While GMV peaked at $100B in 2020, it dropped in the $70B range before reaching $79B in 2025. On the other hand, the stock went from $50 in 2020 to over $90 recently.
I attribute this success to eBay understanding their environment and taking corrective action. More than just aggressive share buybacks, they refocused on core strengths like recommerce, collectibles, or auto parts. I have myself placed more orders on eBay in 2025 than during any year since the mid 2000s. Higher margins and advertising growth followed.

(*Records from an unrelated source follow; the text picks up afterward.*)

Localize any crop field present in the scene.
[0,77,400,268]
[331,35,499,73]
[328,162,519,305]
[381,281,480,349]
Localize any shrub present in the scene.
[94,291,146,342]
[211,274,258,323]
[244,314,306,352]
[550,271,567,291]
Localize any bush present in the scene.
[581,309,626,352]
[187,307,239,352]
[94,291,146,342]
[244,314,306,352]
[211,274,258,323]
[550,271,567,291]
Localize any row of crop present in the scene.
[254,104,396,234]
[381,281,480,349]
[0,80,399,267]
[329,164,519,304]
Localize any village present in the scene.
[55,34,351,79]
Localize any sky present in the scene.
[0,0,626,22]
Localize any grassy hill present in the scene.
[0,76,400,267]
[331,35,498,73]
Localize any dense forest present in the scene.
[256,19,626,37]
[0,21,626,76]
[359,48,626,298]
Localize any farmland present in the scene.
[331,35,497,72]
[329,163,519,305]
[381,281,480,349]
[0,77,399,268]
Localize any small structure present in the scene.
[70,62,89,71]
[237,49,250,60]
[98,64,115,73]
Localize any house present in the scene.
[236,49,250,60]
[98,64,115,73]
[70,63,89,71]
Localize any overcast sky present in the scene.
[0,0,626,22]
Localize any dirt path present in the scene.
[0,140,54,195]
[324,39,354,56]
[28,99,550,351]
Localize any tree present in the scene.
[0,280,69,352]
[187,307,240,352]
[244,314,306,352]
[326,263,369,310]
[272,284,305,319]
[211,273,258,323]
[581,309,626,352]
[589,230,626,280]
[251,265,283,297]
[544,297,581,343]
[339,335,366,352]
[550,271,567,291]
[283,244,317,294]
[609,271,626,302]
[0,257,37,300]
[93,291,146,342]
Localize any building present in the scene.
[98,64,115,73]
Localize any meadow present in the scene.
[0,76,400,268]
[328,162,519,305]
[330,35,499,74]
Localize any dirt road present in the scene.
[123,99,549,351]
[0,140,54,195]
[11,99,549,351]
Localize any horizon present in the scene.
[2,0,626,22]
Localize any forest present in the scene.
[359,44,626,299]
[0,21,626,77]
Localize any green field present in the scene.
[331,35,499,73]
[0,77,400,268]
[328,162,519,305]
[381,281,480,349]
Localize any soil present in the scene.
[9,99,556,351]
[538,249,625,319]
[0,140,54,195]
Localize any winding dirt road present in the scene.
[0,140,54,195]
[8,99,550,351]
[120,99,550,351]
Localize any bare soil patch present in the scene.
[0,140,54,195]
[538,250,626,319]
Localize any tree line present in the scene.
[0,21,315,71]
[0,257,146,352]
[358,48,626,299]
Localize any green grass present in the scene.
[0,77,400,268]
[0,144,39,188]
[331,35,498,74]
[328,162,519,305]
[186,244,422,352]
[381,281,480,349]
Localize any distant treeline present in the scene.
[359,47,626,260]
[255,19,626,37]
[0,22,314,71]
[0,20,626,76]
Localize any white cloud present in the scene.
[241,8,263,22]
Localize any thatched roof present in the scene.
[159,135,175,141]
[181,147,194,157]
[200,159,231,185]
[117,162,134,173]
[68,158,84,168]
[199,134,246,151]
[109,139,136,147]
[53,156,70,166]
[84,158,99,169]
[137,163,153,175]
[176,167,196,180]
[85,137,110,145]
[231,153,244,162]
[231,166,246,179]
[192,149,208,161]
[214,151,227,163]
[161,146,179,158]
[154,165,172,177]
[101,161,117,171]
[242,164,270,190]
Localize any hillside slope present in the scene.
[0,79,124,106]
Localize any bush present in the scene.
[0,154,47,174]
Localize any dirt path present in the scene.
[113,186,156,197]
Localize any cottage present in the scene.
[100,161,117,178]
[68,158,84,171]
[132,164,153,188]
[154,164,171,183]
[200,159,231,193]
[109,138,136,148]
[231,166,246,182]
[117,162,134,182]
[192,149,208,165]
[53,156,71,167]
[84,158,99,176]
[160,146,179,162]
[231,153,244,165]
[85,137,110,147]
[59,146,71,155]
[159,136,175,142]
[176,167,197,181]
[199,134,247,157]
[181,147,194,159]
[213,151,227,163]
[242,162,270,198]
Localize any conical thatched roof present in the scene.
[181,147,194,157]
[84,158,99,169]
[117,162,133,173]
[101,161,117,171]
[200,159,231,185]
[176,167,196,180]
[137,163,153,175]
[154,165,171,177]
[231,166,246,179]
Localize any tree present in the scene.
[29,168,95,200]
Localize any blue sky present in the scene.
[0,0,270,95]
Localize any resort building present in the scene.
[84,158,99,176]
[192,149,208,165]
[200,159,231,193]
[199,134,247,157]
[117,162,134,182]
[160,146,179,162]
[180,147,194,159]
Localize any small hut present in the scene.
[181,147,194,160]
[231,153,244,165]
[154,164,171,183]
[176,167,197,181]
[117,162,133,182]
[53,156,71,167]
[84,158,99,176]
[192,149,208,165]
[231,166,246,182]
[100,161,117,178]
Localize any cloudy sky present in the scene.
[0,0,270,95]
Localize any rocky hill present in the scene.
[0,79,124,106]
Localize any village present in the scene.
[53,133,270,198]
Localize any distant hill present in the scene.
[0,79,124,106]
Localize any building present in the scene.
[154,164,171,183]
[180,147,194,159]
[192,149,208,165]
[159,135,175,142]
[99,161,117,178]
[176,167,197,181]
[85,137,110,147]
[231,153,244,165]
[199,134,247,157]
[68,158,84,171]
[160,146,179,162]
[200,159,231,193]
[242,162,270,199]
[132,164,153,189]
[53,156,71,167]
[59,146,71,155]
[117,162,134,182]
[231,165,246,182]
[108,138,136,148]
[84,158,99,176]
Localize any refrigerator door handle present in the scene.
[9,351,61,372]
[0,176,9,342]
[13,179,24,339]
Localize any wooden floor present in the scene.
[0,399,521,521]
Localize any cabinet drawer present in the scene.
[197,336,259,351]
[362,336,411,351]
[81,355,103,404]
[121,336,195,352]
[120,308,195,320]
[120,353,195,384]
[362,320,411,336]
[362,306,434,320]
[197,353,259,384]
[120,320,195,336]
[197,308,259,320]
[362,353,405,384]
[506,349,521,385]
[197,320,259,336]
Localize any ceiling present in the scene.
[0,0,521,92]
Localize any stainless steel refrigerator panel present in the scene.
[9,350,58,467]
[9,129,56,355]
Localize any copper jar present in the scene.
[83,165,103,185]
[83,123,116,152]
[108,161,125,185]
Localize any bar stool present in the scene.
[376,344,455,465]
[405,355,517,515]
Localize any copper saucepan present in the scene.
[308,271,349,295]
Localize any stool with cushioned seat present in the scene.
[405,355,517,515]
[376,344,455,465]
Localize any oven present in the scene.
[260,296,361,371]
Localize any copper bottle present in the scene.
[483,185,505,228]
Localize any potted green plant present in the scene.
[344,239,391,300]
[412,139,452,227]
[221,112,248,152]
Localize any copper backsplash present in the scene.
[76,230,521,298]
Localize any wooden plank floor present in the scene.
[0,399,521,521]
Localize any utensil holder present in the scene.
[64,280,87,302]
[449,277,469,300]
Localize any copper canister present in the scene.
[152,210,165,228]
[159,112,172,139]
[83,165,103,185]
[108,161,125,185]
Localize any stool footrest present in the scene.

Unfortunately, not every story ends this way, who said Etsy?
$200k minimum to advertise on ChatGPT
How bad a gambling addiction do you need before spending $200k on ChatGPT ads?
I’ve already discussed the absurdly high initial CPM, but one detail I initially missed is the $200k minimum commitment.
My guess is that both the CPM and the minimum buy-in will drop significantly shortly after the ad rollout begins. For now, I’d recommend brands wait and see what happens once the dust settles. Is OpenAI trying to make this channel look bigger and more profitable than it really is?
That said, I don’t think the 4% transaction fee should be a deterrent. Given the nature of AI agents, this is especially true for brands and products that:
– Solve a clear, specific problem
– Are easy to explain in plain language
– Sell through logic, not impulse
– Are compared on function more than aesthetics
TikTok virality and the stockout trap
When you are done celebrating your product going viral on TikTok Shop, don’t worry about if it will go out of stock. There is a good chance it will anyway.
What you should worry about is how you handle the stockout, while customers are already looking elsewhere and competitors are pushing alternative items. We all have the attention span of a goldfish now, myself included. And the same is true for our customers.
If TikTok inventory is empty but you still have stock elsewhere, redirect to where fulfillment is still possible, or toward similar available items.
At the same time, capture the demand you just earned. You can offer restock alerts, early access, or a small incentive in exchange for email or SMS. This turns short-lived virality into a relationship you actually own.
Behind the scenes, keep the story alive and be transparent. Momentum matters in these moments, and silence kills it.
Of course competitors will try to take advantage and steal market share. That is when your differentiation matters most. Remind people why they should wait for the original, not settle for look-alike products.
Running out of inventory is not the real risk here, overstocking can be just as dangerous. Losing attention, trust, or momentum is far worse but can be avoided.